Cloud Service Disable (ec0612c5-2644-4c50-bcac-82586974fedd)
This data component refers to monitoring actions that deactivate or stop a cloud service in a cloud control plane. Examples include disabling essential logging services like AWS CloudTrail (StopLogging API call), Microsoft Azure Monitor Logs, or Google Cloud's Operations Suite (formerly Stackdriver). Disabling such services can hinder visibility into adversary activities within the cloud environment. Examples:
- AWS CloudTrail StopLogging: This action stops logging of API activity for a particular trail, effectively reducing the monitoring and visibility of AWS resources and activities.
- Microsoft Azure Monitor Logs: Disabling these logs hinders the organization’s ability to detect anomalous activities and trace malicious actions.
- Google Cloud Logging: Disabling cloud logging removes visibility into resource activity, preventing monitoring of service access or configuration changes.
- SaaS Applications: Stopping logging removes visibility into user activities, such as email access or file downloads, enabling undetected malicious behavior.
This data component can be collected through the following measures:
Enable and Monitor Cloud Service Logging
- Ensure logging is enabled for all cloud services, including administrative actions like StopLogging.

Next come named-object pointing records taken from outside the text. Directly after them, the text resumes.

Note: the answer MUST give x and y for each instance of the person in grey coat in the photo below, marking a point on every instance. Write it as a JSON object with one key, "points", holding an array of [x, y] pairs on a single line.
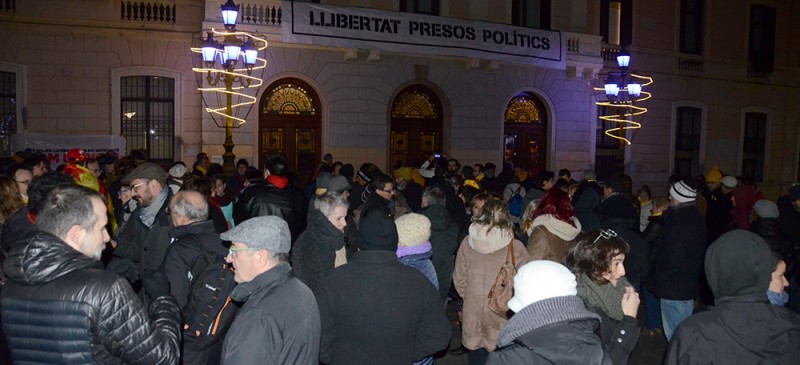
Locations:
{"points": [[279, 321]]}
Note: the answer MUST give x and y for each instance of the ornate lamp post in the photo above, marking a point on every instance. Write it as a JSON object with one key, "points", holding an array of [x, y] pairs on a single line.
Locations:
{"points": [[624, 90], [228, 68]]}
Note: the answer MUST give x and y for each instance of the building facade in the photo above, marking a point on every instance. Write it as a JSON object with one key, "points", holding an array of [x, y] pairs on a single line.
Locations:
{"points": [[725, 85]]}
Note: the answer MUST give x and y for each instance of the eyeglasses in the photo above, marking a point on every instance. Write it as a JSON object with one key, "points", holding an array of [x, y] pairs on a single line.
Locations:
{"points": [[232, 250], [605, 234], [134, 187]]}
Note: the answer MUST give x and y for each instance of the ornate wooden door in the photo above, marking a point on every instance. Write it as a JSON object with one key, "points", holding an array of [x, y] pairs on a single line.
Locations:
{"points": [[416, 126], [525, 133], [289, 123]]}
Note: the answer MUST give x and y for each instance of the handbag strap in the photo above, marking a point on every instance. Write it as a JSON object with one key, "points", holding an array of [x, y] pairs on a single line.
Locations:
{"points": [[511, 252]]}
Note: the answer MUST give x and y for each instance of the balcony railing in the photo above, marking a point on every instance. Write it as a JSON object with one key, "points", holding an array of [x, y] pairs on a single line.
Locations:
{"points": [[261, 14], [147, 12]]}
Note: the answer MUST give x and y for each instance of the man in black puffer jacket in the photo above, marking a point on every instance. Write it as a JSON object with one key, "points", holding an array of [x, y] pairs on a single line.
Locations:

- Example: Use AWS Config to verify that CloudTrail is enabled and enforce logging as a compliance rule.
API Monitoring
- Use API monitoring tools to detect calls like StopLogging or equivalent service-stopping actions in other platforms.
- Example: Monitor AWS CloudWatch for specific API events such as StopLogging and flag unauthorized users.
SIEM Integration
- Collect logs and events from the cloud control plane into a centralized SIEM for real-time analysis and correlation.
- Example: Ingest AWS CloudTrail logs into Splunk or Azure Monitor logs into Sentinel.
Cloud Security Posture Management (CSPM) Tools
- Leverage CSPM tools like Prisma Cloud, Dome9, or AWS Security Hub to detect misconfigurations or suspicious activity, such as disabled logging.
- Example: Set alerts for changes to logging configurations in CSPM dashboards.
Configure Alerts in Cloud Platforms
- Create native alerts in cloud platforms to detect service stoppages.
- Example: Configure an AWS CloudWatch alarm to trigger when StopLogging is invoked.